Miami - Seven years ago Ernesto Oliva escaped Cuba and came to the U.S. in a speedboat filled with refugees. He was determined to start a new life in America, and now he is using that same steadfast determination to win major awards in his chosen career.
Oliva recently completed his apprenticeship at Miami's Air Conditioning Technical Center, commonly known as AC Tech. He also recently won the third in a series of four apprenticeship contests and is preparing to go on to national level. To win, he knows he must hit the books.

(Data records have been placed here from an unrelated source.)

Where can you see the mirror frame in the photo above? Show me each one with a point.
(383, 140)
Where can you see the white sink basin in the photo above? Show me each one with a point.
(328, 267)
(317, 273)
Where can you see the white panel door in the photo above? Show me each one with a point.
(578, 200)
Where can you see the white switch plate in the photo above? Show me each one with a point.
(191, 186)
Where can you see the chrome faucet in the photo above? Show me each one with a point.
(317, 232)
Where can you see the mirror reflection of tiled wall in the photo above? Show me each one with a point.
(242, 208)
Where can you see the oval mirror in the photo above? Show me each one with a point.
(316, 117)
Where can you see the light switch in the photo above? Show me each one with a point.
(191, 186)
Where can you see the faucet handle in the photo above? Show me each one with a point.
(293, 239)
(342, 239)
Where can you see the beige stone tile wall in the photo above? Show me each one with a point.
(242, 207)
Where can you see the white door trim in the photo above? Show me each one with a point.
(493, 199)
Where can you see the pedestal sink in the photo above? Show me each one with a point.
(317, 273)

“My biggest challenge has been to keep studying to make sure I will win,” Ernesto said. “When I get home from a long day of work, I may want to go to sleep, but I will study instead.”
Oliva is no stranger to working hard to achieve a goal. He was 28-years-old when he decided to escape the government repression of his native Cuba. He bought and resold rum to raise the $8,000 he needed to buy a ticket to freedom: the last opening left on a 32-passenger speedboat.

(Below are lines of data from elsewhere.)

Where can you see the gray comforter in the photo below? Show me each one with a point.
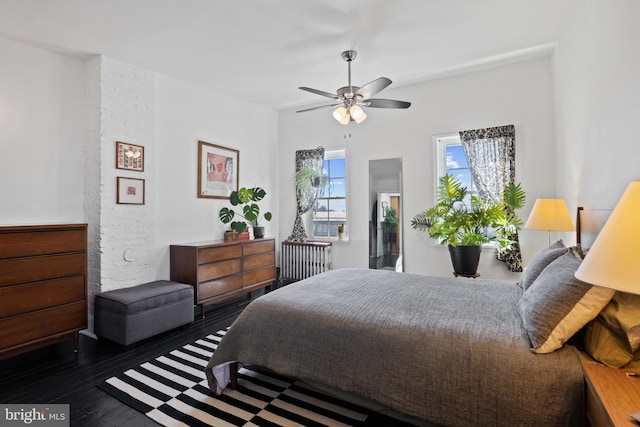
(452, 351)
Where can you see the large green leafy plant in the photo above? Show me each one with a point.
(458, 220)
(246, 199)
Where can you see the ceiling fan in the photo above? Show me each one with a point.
(350, 99)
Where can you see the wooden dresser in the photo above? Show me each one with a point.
(219, 270)
(43, 286)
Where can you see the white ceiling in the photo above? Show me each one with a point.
(263, 50)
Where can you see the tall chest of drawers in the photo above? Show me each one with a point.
(219, 270)
(43, 286)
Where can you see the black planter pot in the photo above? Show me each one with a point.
(258, 232)
(465, 259)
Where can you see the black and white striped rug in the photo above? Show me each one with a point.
(172, 390)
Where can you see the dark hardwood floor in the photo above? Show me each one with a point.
(56, 374)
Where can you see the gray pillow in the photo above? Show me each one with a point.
(557, 305)
(540, 261)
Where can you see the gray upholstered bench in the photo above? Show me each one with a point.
(132, 314)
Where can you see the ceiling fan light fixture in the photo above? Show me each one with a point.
(341, 115)
(357, 113)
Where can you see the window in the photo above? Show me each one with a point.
(330, 209)
(453, 161)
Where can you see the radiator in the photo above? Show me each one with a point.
(300, 260)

En route, their vessel was approached by a boat filled with Cuban soldiers - but fortunately for Oliva and the other passengers, the soldiers turned and left without firing a shot.
Seven hours later, Ernesto and his companions arrived in America.

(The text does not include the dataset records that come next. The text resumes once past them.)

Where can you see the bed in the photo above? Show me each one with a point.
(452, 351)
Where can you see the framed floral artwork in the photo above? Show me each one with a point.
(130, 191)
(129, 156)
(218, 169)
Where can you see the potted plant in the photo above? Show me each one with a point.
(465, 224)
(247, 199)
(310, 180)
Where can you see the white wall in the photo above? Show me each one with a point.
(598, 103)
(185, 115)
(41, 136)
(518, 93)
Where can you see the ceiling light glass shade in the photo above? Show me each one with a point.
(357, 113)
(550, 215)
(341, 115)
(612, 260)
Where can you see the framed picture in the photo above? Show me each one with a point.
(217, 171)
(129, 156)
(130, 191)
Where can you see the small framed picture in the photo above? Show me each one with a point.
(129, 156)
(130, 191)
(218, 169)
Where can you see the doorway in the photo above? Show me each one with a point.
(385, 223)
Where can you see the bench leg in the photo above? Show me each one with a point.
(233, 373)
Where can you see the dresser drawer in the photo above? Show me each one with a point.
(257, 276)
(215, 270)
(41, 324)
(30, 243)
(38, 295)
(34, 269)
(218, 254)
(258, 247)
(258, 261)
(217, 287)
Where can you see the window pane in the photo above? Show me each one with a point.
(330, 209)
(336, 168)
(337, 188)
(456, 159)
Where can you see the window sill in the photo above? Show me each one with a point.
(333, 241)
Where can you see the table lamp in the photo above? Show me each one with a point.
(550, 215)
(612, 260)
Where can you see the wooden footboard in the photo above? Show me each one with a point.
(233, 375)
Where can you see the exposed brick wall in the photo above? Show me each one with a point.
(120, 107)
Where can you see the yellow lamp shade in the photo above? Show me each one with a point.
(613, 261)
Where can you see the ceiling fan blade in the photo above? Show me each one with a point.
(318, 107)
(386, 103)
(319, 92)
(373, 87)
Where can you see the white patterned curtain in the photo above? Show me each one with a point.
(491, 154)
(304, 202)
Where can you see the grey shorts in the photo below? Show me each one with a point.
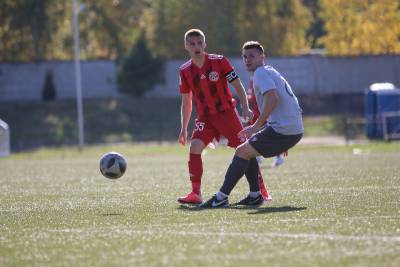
(269, 143)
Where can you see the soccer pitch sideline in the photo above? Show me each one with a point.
(332, 206)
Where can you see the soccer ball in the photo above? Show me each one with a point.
(112, 165)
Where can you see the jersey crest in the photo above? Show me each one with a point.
(213, 76)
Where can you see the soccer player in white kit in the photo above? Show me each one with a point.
(278, 128)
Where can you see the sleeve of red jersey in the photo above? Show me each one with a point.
(228, 70)
(183, 86)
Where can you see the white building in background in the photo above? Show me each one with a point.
(4, 139)
(310, 74)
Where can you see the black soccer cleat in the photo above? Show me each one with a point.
(215, 203)
(251, 201)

“I sacrificed many things, leaving my mom, sister and beloved grandfather, but for a great cause; the most beautiful of all - to be free and useful to society,” he said.
Ernesto studied hard and became a citizen of the U.S. He began taking classes at a local vocational school, where a teacher told him about United Association Local Union 725's technical training center in Miami, AC Tech.
Now that Oliva has found the career he loves, he is determined to be the best of the best. He graduated to journeyman status on September 1.
According to Art Warren, Director of AC Tech, “If everyone had the same dedication, desire and drive as Ernesto, our industry problems would be solved.”
AC Tech trains workers for the mechanical contracting industry, providing graduates with expertise in HVACR as well as piping.
The apprenticeship competitions are held by the United Association of Journeymen and Apprentices of the Plumbing, Pipefitting, Sprinkler Fitting Industry of the U.S. and Canada. AC Tech competed in the state-level competition from 1955 until 1974, when it was discontinued. After 1974, however, AC Tech continued to hold yearly competitions among its apprentices.
Last year the state competition started up again. Oliva entered, having already won a local competition, and he won at the state level as well. During the 20 years of the state competition, AC Tech apprentices have won 16 times.
After winning the state contest, Oliva went on to win the UA regional apprenticeship competition in which 13 states were represented. There were five categories in this competition - pipefitting, welding, plumbing, hvacr and sprinkler fitting.
The competition consisted of a written test and 12 hands-on projects. These projects allowed the contestants to demonstrate their problem-solving skills.
The contestants were evaluated by 12 judges. Art Warren was the regional competition's HVACR chairman, and he also served as a judge, along with Mack MacKinnon, training coordinator at AC Tech. Contestants were identified by numbers rather than names to ensure anonymity.
Although his apprenticeship at AC Tech is over, Oliva will not be taking any time off now that he is out of school. He will keep on working and studying. Oliva is employed by DebonAir Mechanical Air Conditioning in Hialeah, Fla.
“DebonAir is very proud of Ernie,” said Charlie Aleshire, owner/vice president at DebonAir. “He is an essential part of the DebonAir team. His attitude and work ethic are unparalleled.”